‘LOW-GRADE, CONSTANT TERROR’
Rob Porter’s Ex-Wife Warns Hope Hicks: He’ll Abuse You Next
Jennie Willoughby told Anderson Cooper that she does not think her ex-husband has changed since their marriage and that ‘if he hasn’t already been abusive with Hope, he will be.’
The second wife of a disgraced former White House aide said on Thursday that she doesn’t think he has changed since the end of their marriage and warned his current girlfriend, White House Communications Director Hope Hicks, that “if he hasn’t already been abusive with Hope, he will be.”
In a lengthy interview with CNN’s Anderson Cooper, Jennie Willoughby said that while she initially had no intention of publicly detailing her marriage to former White House staff secretary Rob Porter, she felt compelled “to share my experience with other people and talk about the shame and the guilt that’s associated with it—and also the strength and resilience.”
Porter resigned on Wednesday after allegations surfaced that he had abused both Willoughby and his first wife, Colbie Holderness, during their marriages. In a statement, Porter said the “outrageous allegations are simply false,” calling accusations of physical and emotional violence a “coordinated smear campaign.”

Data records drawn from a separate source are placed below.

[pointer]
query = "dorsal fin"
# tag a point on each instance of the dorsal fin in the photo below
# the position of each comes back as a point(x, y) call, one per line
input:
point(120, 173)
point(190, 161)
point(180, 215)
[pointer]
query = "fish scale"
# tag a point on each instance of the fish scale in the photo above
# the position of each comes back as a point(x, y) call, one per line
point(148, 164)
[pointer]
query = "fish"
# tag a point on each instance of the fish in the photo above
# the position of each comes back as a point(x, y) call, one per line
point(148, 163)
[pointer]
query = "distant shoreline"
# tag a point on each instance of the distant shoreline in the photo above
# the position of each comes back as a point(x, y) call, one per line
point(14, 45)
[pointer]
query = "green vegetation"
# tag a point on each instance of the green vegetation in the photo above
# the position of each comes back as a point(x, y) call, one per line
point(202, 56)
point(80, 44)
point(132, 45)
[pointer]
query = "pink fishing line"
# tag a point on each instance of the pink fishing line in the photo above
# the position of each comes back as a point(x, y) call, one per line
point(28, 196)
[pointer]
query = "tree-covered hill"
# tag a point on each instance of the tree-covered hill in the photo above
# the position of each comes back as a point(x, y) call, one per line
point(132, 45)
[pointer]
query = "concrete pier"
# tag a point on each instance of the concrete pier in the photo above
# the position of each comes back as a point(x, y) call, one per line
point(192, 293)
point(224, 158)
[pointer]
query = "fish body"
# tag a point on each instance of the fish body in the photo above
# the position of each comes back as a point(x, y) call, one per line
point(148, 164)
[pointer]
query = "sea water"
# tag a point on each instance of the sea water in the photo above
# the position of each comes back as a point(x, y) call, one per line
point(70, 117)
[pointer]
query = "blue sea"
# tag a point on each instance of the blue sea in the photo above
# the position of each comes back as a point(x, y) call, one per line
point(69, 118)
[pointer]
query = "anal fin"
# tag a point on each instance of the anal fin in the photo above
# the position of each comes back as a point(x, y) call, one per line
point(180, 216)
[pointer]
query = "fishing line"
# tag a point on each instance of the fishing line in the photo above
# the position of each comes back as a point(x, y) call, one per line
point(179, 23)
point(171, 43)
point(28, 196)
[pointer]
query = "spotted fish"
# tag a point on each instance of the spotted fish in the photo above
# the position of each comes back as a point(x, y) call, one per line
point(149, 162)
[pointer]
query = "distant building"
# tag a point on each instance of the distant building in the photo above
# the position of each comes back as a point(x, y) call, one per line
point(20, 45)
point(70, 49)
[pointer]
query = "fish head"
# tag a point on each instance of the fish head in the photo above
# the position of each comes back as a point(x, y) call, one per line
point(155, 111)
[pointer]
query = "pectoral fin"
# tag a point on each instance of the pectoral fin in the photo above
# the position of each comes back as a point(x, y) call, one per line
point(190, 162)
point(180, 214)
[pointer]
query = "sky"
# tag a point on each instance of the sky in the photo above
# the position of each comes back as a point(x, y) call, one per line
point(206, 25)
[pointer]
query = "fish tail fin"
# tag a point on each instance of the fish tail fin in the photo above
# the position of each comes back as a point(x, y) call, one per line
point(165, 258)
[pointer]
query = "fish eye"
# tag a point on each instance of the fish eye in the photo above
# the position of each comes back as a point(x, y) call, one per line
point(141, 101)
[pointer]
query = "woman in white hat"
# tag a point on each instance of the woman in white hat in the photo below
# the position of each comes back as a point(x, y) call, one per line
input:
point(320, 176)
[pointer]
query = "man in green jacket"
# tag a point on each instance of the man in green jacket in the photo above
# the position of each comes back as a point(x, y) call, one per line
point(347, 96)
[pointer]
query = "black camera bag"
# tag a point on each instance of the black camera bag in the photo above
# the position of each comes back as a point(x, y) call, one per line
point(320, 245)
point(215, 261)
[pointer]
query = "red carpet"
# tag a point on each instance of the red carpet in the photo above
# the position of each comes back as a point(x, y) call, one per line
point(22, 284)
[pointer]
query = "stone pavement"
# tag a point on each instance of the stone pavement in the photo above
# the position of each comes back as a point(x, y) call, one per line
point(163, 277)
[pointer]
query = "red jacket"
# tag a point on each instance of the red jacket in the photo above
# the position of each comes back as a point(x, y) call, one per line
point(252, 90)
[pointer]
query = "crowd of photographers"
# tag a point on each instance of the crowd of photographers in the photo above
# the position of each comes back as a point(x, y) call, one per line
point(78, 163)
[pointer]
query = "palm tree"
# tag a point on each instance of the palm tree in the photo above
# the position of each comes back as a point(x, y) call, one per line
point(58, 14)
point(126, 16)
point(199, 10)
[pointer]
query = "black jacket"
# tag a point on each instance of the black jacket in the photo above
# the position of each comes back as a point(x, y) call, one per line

“This is a troubled man with issues that needs help,” Willoughby said of her former husband, who she said began verbally abusing her within the first two weeks of their marriage in 2009. “It was a low-grade, constant terror of not knowing what I might do to set something off—what mood he would have.”

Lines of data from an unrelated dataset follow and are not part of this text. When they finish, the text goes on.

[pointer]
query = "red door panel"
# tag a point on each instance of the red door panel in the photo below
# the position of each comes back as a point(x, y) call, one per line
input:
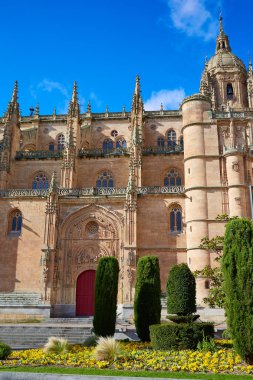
point(85, 293)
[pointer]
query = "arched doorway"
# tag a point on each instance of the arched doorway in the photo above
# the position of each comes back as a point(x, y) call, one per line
point(85, 293)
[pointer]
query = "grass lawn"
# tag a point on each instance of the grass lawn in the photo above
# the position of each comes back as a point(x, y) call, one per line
point(108, 372)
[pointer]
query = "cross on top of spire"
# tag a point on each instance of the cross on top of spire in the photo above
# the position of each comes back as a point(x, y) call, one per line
point(221, 23)
point(14, 97)
point(74, 109)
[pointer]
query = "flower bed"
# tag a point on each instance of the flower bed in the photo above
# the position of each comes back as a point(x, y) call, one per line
point(137, 356)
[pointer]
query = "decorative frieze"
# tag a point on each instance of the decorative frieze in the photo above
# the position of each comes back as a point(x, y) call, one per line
point(89, 192)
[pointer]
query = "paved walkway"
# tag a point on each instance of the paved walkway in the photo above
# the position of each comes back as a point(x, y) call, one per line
point(44, 376)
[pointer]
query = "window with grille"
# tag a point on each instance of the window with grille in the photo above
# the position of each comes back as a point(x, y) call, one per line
point(176, 225)
point(107, 145)
point(61, 142)
point(173, 178)
point(15, 225)
point(105, 180)
point(172, 138)
point(40, 181)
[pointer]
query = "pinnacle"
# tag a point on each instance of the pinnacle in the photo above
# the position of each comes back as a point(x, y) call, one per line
point(53, 184)
point(74, 93)
point(221, 24)
point(137, 85)
point(14, 97)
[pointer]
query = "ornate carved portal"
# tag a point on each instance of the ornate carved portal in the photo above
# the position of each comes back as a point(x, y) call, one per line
point(86, 235)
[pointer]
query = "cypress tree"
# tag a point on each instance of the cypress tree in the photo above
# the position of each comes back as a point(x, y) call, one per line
point(106, 291)
point(147, 302)
point(237, 267)
point(181, 291)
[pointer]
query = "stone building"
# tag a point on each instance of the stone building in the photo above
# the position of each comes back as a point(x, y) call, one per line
point(76, 187)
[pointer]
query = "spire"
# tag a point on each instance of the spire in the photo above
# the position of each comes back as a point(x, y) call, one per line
point(13, 106)
point(137, 104)
point(53, 184)
point(6, 140)
point(88, 110)
point(250, 71)
point(221, 24)
point(14, 97)
point(70, 136)
point(222, 41)
point(37, 109)
point(137, 90)
point(74, 109)
point(74, 93)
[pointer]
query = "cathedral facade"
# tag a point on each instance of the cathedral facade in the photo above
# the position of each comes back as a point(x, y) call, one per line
point(80, 186)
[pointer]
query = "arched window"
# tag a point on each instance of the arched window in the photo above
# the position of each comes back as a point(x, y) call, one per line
point(40, 181)
point(172, 138)
point(173, 178)
point(61, 142)
point(107, 145)
point(105, 180)
point(160, 142)
point(29, 148)
point(181, 142)
point(176, 225)
point(15, 224)
point(121, 143)
point(230, 91)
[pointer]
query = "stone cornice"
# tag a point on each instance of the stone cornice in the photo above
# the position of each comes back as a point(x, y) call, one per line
point(195, 97)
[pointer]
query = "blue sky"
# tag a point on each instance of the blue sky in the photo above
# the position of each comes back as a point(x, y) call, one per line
point(102, 44)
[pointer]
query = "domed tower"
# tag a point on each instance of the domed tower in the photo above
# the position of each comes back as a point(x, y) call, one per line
point(225, 77)
point(217, 160)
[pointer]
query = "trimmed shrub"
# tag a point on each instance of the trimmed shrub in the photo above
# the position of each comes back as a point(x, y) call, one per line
point(56, 345)
point(183, 336)
point(5, 351)
point(237, 266)
point(90, 341)
point(181, 291)
point(182, 318)
point(106, 291)
point(147, 302)
point(107, 349)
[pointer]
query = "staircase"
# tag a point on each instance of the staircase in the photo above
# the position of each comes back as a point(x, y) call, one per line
point(20, 299)
point(36, 335)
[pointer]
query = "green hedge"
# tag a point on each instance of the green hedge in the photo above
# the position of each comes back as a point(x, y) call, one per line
point(106, 291)
point(147, 301)
point(171, 336)
point(5, 351)
point(181, 291)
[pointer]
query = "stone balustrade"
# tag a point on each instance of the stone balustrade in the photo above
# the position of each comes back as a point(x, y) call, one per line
point(38, 155)
point(90, 192)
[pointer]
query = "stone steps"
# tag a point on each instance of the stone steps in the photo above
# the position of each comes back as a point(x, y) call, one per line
point(20, 298)
point(27, 336)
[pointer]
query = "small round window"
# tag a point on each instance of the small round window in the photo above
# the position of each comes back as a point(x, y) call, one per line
point(92, 228)
point(114, 133)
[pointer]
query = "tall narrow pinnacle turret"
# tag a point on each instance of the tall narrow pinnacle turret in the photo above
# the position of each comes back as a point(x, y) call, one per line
point(137, 104)
point(53, 183)
point(222, 41)
point(74, 109)
point(13, 106)
point(221, 24)
point(14, 97)
point(250, 70)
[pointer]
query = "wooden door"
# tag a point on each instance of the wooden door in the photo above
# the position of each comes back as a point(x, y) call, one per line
point(85, 293)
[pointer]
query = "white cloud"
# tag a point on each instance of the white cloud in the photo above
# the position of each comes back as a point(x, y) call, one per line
point(94, 98)
point(170, 99)
point(49, 86)
point(193, 18)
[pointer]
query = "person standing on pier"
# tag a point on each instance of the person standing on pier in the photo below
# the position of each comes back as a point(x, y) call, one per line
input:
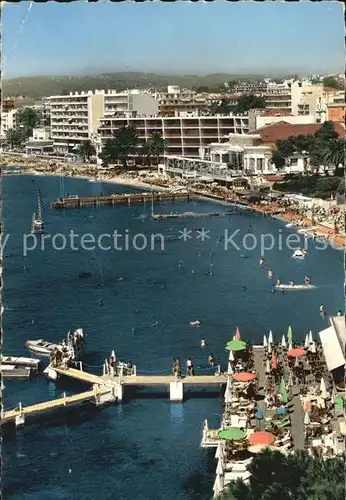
point(189, 367)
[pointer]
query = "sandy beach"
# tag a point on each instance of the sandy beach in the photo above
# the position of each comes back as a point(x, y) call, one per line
point(150, 180)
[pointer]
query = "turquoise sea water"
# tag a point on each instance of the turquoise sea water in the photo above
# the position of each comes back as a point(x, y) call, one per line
point(146, 448)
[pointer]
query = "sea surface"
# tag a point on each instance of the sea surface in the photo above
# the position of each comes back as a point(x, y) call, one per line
point(139, 303)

Willoughby expressed frustration that White House chief of staff John Kelly and White House press secretary Sarah Huckabee Sanders had initially defended Porter after the publication of Willoughby’s accusations in the Daily Mail on Tuesday. In a statement, Kelly called Porter “a man of true integrity and honor”—a statement may have come to regret after The Intercept published photographs of Holderness with a black eye, taken after he allegedly punched her during a vacation in 2005.

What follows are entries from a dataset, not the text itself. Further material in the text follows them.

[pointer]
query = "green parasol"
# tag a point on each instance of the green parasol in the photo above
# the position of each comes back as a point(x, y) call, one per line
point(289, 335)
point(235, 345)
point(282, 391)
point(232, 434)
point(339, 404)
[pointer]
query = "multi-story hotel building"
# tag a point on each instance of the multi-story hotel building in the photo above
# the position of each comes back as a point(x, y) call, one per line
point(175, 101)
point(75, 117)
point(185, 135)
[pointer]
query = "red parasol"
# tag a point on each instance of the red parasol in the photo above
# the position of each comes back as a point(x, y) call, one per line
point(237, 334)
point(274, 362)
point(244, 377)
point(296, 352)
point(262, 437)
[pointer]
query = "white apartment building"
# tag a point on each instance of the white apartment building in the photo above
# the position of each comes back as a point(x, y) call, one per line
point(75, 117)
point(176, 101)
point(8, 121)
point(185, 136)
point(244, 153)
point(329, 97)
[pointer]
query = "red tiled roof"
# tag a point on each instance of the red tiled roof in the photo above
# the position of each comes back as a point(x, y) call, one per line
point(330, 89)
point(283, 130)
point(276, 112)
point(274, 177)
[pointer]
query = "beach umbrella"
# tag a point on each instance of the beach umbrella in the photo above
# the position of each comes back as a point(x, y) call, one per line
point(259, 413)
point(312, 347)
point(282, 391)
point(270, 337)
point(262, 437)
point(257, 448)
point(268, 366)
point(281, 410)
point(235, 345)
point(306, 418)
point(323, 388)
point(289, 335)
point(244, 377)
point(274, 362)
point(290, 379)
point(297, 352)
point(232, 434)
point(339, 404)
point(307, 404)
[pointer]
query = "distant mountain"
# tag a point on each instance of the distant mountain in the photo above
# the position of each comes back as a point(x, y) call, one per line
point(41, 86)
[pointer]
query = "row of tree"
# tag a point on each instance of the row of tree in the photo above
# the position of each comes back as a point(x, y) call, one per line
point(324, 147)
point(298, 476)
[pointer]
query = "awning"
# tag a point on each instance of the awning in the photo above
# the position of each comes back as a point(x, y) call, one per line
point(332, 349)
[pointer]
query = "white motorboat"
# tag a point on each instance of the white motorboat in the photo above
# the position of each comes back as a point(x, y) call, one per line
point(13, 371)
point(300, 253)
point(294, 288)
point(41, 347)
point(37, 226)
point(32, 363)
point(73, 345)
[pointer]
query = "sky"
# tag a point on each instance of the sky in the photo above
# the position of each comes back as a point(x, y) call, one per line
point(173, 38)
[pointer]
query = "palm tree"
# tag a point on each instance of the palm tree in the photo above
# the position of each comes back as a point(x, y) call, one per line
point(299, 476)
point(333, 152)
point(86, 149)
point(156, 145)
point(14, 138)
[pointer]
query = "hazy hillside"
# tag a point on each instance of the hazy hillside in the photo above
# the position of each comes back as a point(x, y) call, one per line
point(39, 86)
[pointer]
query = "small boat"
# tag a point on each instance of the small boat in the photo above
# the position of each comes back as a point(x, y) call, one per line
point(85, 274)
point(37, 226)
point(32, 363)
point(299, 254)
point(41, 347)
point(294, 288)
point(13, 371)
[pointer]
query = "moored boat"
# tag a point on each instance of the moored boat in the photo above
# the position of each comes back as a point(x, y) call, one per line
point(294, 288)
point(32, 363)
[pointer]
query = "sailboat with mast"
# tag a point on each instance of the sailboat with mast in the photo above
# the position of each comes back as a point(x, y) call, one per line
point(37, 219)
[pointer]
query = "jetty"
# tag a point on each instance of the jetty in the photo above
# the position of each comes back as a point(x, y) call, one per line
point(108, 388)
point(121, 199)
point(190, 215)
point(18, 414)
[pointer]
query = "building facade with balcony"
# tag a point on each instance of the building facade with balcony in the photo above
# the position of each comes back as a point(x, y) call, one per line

Asked to pinpoint when Kelly had first learned that a top aide to the president had been accused of domestic violence by multiple former spouses, White House spokesman Raj Shah on Thursday refused to say.
“I wish that my interview had been enough,” Willoughby said.
Seeing the photos of Holderness, Willoughby said, made her feel lucky “that the abuse I endured wasn’t like that.”
After Porter refused to leave the home she was staying in during their separation, Willoughby said, he punched in the glass on the front door, prompting her to call the police. “I didn’t know what he would do next,” she said. “Even in that moment—I didn’t realize the extent of what I was dealing with.”
On another occasion, following an argument “where we were both yelling in each other’s face, which unfortunately had become the norm in our marriage,” Willoughby said Porter “came to the shower and opened the door and pulled me out to continue yelling at me.”
“I think up until that moment, I didn’t realize that I was in an abusive marriage,” Willoughby said, growing emotional. “That I was with a man who was capable of something like that.”
“He’s deeply troubled, and angry, and violent.”
The couple divorced in 2013.
Willoughby also said that in February 2016, she had been contacted on Facebook by a third woman, who was dating Porter at the time and said she was experiencing similar abuse. “She was in a relationship with Rob, she had been for several years, and was experiencing abuse and feeling crazy,” Willoughby said. “She wanted to know if she was. ‘Am I alone? Am I crazy?’ I think were her exact questions.”
After the publication of the photograph of Holderness’ black eye, CNN reported that numerous senior White House aides, including Kelly, had known for months about Porter’s history with women—in part because both women had told the FBI about the abuse during the screening process for Porter’s security clearance in 2017. Porter, who as staff secretary was responsible for managing the paper flow to the president, was never granted a full security clearance.
Asked whether she felt Porter should have been allowed to work in the White House with his marital history, Willoughby said the question needed to be broadened to every workplace, in every industry.
“We need to have a conversation that anyone who is manipulative or abusive of power or abusive in any way is held accountable, regardless of what they contribute,” Willoughby said.
Willoughby said that, in advance of the publication of stories detailing his alleged abuse of his first wife, Porter asked her to “downplay” the abuse she endured in their marriage.
Cooper noted that Porter is currently dating Hicks, the longest-serving senior aide in President Trump’s orbit, and asked Willoughby if she was worried about Hicks.
“It worries me for a lot of reasons,” Willoughby said. “If he hasn’t already been abusive with Hope, he will be.”